A pilot project to combat loneliness amongst elderly people at home in the Highlands is being launched following the Time to Talk campaign championed by the P&J.
The aim of the ‘Time to Talk’ campaign, launched last year by MSP Edward Mountain and the P&J, is to have carers being able to spend more time in the home talking to patients.
NHS Highland has now revealed that they will launch a Time to Talk pilot scheme in Nairn with a view to rolling it out, if successful, across the north Highlands.
It changes the traditional model, that concentrated on physical tasks being completed, and looks at wellbeing and quality time.
Mr Mountain welcomed the move, saying: “The Nairn pilot is huge step forward towards a more personable and person-centred model of care.
“This should hopefully help carers to have more time to talk with those they look after, therefore reducing their isolation and loneliness – which has been exacerbated by the pandemic.”
At its launch, the Time to Talk campaign won the support of two of the region’s largest care providers, Highland Home Carers Ltd and Home Care Scotland.
NHS Highland chief executive Pam Dudek has now confirmed a plan to press forward with a Time to Talk pilot project.
She said: “NHS Highland has been actively exploring the opportunity to change the way that we commission care at home provision. This has been welcomed by providers.
“Currently providers are commissioned on the needs of the individual being supported.
“An alternative approach under consideration is to move to a commitment to commission a volume of capacity from each provider.
“This would form the basis for achieving flexible, reactive, sustainable and affordable capacity whilst giving the provider the confidence to invest in developing capacity.
“Taking this approach, each provider would hold a set number of individuals which will give the provider the ability to clearly see and plan the deployment of their capacity.
“It would also give the provider security in terms of financial remuneration to assist with building capacity.
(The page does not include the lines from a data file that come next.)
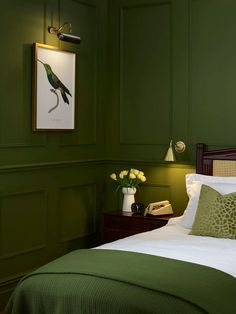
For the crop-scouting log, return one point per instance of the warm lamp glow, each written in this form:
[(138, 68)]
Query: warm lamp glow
[(179, 148)]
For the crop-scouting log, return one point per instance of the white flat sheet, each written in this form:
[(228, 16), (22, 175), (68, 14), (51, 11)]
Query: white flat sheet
[(174, 241)]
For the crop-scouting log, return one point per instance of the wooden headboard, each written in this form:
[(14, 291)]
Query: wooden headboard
[(215, 162)]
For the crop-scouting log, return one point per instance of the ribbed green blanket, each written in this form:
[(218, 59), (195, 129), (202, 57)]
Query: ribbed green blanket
[(109, 281)]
“The commitment for each individual would be focused on their outcomes rather than time and task-based hours delivered. This will allow the providers the opportunity to operate in a much more flexible manner.”
She added: “In order to test the effectiveness of these proposed arrangements there will shortly be a test of change taking place in the Nairn area. If successful, our intention is that this model will be rolled out across North Highland.”
Speaking about the Time to Talk pilot, Mr Mountain said: “I am delighted that NHS Highland is now moving ahead with plans to enhance home care provision.
“Home care providers want to see this change happen and I look forward to receiving further details on the rollout of the pilot in Nairn.
“It is vital that enhancing care at home provision within NHS Highland is regarded as a priority.”
The “Time to Talk” pilot aims to change how NHS Highland commissions social care packages amid concern that the current arrangement can involve little more than a 20-minute daily visit from a carer.
It was launched at a time when the Covid-19 pandemic is exacerbating the problem of social isolation.
Mr Mountain, who represents the Highlands and islands, wants to extend care beyond meeting purely physical needs to include wellbeing – hence the Time to Talk pilot.
That would involve changing the system from the long-standing “time and task” model, whereby social care at home is commissioned on an hourly rate.
Under that system, services are delivered in short time slots – typically 20 minutes, which mean carers have to prioritise physical care tasks with little time to talk to the elderly or explore their mental wellbeing.
The Time to Talk model, starting with the pilot, would change that dramatically.